ETI launches new approach
ETI is launching a new approach aimed at driving widespread, sustainable change for poor and vulnerable workers in global supply chains.
Said ETI Director Peter Mcallister: "We've made great strides in pushing ethical trade up the corporate agenda over the past decade, with clear progress in some areas. Yet too many workers around the world continue to be denied their rights.
"It's time all those involved in ethical trade focused less on how many training courses have been delivered, or how many audits have been completed, and more on whether we are actually making a positive, sustained difference to the lives of the workers we are all trying to help.
"There's no point training factory workers about their rights if they're prevented by their employers from joining unions, or if the buying practices of the factory's customers make it difficult for them to keep hours down to reasonable levels, or to pay their workers a decent wage.
Said McAllister: "Our new approach will focus on tackling the root causes, rather than the symptoms, of workers' rights abuses.
"Taking a series of key supply chains right down to raw material production, we will seek to understand and then tackle the factors that contribute to exploitation.
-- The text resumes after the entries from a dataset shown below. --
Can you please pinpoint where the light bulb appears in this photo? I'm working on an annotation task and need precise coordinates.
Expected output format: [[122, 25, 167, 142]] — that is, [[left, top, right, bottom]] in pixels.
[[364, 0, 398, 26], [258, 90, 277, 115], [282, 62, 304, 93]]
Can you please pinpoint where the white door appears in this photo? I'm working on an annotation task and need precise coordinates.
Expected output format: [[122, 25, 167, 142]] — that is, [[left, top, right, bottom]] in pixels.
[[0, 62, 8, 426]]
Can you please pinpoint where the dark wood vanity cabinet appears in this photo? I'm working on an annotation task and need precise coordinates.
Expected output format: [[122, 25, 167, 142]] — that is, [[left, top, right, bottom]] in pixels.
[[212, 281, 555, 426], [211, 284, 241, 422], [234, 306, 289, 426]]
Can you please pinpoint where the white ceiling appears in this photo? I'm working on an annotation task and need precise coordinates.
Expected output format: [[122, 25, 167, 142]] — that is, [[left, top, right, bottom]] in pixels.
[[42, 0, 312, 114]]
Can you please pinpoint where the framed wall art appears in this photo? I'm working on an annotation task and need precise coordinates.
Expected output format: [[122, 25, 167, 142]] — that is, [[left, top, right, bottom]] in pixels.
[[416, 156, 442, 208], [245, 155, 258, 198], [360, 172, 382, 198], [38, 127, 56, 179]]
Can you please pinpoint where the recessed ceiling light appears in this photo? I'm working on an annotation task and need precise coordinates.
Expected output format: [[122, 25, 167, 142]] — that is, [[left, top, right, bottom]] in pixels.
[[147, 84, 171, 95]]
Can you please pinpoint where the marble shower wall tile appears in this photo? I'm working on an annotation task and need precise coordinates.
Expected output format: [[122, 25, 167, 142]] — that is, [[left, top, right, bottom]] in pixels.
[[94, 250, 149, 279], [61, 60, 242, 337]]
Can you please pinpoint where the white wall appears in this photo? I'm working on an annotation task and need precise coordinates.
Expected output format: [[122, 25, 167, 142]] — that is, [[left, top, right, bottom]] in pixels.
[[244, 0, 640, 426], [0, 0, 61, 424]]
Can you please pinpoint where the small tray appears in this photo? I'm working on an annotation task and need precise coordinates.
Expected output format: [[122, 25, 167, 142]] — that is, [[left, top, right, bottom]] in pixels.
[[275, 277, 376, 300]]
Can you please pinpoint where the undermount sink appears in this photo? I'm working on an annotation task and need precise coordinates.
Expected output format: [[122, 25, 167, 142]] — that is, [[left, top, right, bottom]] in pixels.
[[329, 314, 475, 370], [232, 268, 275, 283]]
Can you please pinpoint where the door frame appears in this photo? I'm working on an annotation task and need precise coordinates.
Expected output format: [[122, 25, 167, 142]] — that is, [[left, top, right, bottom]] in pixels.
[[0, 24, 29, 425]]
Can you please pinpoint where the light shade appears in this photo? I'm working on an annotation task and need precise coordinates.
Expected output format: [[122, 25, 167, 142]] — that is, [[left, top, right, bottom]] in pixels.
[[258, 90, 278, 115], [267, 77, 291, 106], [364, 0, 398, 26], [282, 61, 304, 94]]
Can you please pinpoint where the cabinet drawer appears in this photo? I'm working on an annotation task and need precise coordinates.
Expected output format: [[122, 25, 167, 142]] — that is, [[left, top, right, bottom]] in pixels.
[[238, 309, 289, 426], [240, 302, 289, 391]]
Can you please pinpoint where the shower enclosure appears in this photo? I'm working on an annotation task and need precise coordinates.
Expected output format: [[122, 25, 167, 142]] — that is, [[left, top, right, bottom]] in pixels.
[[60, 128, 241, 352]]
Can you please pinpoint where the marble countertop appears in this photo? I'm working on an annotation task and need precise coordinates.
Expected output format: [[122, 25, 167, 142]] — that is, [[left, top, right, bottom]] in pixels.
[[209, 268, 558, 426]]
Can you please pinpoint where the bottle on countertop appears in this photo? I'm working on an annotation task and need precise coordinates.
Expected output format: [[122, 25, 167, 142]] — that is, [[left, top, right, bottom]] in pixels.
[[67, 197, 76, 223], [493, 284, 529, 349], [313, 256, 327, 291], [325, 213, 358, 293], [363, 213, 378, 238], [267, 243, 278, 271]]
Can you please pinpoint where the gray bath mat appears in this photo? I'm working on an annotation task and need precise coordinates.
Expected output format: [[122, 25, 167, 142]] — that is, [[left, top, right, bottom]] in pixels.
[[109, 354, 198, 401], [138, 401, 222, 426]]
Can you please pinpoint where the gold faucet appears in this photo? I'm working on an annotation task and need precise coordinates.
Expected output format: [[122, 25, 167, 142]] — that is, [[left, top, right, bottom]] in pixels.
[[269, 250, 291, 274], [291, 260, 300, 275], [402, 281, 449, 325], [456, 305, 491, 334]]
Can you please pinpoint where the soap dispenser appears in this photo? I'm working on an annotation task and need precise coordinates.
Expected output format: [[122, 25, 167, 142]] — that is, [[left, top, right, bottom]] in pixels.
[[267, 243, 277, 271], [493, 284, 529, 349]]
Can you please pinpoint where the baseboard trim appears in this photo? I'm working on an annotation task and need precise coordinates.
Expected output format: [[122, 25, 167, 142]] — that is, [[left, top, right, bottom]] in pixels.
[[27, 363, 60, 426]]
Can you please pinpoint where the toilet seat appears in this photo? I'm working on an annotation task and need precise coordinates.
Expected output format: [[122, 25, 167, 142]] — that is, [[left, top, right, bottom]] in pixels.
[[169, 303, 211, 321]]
These may include company purchasing practices, unhelpful government policies or prevailing attitudes towards trade unions. "
ETI's new grant from the Department for International Development (DFID) of £1.2m over next three years will provide vital funds to help resource the approach.
Says McAllister: "We are delighted to receive this new core funding from DFID, which will provide us with a solid foundation to increase our efforts to achieve concrete improvements to the lives of the world's poorest workers. We share its belief in the vital role that the private sector can play in reducing poverty."
The new strategy will also be boosted by a staff team that includes new Head of Fundraising and Communications Ruth Baker. Ruth joins ETI from Plan International, where she generated over 3.5 million in income and £8 million worth of gifts in kind in the last financial year.
Debbie Coulter will also be joining us on 5 September to head up our Programme Team. Debbie began her career working in the textile and clothing industry and has over twenty years' experience of working with the trade union movement, including a period as Deputy General Secretary of the GMB.
Collaborative work has already started among ETI's member companies, trade unions and NGOs to collectively identify and map key supply chains in each of three broad product category groups: Food and Farming, Hard Goods and Household and Apparel and Garments.
Programmes of work within each product category will be initiated from December onwards.